How we define Big Data matters because it shapes our understanding of the expertise that is required to engage with it – to extract the value and deliver the promise. Is this the job for mathematicians and statisticians? Computer scientists? Or ‘domain experts’ – economists, sociologists or geographers – as appropriate to the real-world problems at hand? As the Big Data field forms we see the processes of occupational closure at play: who does this field belong to, who has the expertise, the right to practice? This is of observational interest for those of us who research professions, knowledge and the labour market, as we see how claims to expert knowledge are made by competing disciplines. But it is also of broader interest for those of us concerned with the future of Big Data: the outcome will shape the epistemological foundations of the field. Whether or not it is acknowledged, the disciplinary carve-up of big data will have profound consequences for the questions that are asked, the claims that are made and – ultimately – the value that is derived from this ‘new oil’ in the global economy.

https://discoversociety.org/2015/07/30/big-data-and-the-politics-of-discipline/

We can see rapid transformation at this level, with expertise in the social and natural sciences responding to the opportunities and incentives which big data has brought with it. The institutional landscape has begun to change, most notably around funding, with important consequences for how individual and collective agents plan their career-path through this environment. However, this is still unfolding within organisations that have not themselves undergone change as a result of big data. It is this which is likely to change in the coming years. As WonkHe reported earlier this week of the consultation on how the Office for Students will regulate providers of higher education in England:

The consultation will also be looking at the nuts and bolts of the OfS – how will it balance the demands of competition and autonomy while maintaining “proportionate” regulatory approaches? How will the remarkable new powers of entry (extreme audit?) be used? What sanctions will be available to the new regulator, and how will they be applied? Following strong ministerial direction, we can also expect measures on senior staff pay to feature prominently, but what form will they take, and will they have any real teeth? And how will approaches compare to other sectors?

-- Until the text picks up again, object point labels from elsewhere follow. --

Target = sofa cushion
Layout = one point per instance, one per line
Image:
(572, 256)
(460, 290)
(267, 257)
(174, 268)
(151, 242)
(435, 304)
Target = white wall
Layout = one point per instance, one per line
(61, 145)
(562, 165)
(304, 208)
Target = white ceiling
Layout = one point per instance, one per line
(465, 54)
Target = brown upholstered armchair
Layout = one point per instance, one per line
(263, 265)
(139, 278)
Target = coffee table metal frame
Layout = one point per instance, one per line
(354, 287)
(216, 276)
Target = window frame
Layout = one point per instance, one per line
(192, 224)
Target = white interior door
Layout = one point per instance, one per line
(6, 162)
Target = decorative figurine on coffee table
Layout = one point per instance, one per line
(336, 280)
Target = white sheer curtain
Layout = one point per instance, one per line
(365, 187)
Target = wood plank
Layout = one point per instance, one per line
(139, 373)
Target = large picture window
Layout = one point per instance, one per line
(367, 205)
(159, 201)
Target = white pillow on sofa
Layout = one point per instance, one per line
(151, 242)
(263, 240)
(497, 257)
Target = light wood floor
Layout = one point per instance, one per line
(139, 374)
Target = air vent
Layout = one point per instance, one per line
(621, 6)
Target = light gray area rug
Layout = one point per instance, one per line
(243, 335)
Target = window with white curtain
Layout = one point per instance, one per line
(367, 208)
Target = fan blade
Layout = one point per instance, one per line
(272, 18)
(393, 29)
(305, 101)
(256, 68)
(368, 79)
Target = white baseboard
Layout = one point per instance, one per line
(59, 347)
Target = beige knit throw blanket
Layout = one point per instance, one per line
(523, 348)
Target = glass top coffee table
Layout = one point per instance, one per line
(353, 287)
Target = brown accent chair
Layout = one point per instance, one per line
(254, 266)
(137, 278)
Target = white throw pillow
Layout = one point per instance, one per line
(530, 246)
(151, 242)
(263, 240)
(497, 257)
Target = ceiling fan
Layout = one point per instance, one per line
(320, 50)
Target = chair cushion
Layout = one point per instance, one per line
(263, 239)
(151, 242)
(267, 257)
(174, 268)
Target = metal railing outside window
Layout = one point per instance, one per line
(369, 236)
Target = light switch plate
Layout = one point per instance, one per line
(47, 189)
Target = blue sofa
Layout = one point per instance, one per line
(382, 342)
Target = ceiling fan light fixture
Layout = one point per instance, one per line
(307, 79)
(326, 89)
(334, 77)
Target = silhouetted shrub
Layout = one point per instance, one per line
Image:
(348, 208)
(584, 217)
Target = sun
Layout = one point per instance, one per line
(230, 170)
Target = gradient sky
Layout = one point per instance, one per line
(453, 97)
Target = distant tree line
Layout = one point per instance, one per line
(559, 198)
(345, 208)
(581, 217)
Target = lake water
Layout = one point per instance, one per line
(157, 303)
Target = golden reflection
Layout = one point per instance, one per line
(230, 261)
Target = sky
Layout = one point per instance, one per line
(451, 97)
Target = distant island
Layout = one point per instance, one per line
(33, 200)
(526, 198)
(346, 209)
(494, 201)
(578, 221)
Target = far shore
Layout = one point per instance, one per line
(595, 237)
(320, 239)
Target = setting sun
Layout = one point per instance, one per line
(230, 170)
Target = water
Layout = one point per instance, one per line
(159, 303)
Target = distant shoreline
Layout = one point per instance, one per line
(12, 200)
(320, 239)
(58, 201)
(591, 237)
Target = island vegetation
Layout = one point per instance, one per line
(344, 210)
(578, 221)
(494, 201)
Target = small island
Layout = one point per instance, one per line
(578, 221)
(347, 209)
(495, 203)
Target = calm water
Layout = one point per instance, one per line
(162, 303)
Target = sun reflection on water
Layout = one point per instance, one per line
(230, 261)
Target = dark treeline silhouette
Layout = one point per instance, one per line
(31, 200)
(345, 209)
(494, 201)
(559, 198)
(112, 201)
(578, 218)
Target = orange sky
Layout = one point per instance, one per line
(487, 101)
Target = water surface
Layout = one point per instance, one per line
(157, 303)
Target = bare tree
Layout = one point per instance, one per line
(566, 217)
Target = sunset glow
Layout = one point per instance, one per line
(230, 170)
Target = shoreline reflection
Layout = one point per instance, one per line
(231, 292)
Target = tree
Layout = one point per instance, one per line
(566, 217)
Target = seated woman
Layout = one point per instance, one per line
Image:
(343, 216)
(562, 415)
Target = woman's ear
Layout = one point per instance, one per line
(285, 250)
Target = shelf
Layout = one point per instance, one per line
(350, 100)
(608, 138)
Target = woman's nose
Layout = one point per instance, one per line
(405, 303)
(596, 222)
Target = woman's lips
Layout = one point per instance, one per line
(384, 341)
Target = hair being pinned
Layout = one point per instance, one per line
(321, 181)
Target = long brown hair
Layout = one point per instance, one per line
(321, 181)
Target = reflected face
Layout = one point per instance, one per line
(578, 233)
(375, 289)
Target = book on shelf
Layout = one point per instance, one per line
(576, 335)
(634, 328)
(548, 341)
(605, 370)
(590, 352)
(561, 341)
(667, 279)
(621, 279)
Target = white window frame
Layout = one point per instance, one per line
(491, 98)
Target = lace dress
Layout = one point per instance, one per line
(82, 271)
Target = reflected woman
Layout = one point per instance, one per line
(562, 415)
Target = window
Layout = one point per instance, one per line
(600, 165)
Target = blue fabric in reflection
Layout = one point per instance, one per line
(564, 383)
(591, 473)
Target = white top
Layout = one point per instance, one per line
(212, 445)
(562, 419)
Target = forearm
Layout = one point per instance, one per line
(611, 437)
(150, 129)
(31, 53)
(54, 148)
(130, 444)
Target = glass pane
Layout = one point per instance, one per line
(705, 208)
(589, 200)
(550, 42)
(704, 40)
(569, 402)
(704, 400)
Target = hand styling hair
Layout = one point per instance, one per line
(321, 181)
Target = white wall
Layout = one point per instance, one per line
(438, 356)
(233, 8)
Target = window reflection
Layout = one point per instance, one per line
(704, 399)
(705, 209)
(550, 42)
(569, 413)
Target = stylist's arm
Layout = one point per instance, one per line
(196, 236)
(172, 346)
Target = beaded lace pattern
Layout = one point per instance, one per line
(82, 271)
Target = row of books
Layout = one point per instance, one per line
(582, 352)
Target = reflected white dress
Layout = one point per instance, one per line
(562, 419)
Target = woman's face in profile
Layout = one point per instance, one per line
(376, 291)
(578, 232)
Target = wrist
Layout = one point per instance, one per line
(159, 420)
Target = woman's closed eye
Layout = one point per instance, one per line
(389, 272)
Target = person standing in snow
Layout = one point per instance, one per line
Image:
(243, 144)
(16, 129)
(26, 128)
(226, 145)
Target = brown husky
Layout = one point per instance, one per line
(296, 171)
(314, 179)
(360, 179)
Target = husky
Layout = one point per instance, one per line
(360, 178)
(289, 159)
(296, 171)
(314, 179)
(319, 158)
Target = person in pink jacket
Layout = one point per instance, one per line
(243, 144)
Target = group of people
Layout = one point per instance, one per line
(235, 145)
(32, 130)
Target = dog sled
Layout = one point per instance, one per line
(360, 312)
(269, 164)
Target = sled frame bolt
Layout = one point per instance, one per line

Widely expected is an end to regular institutional visits – the “periodic review” is likely to be replaced by a new method for the OfS to use live data to monitor institutions. It may well be easier than the annual submission, but now is a good time to be a big data wonk, as new systems and process will need to be established in institutions to respond to a new approach.

This concern for real time metrics, institutionalising transactional data into the fabric of higher education itself, only seems likely to grow. What does this mean for the politics of discipline? My hunch is that the big data revolution within higher education has only just begun and that it’s eventual form will be different to that which most predicted.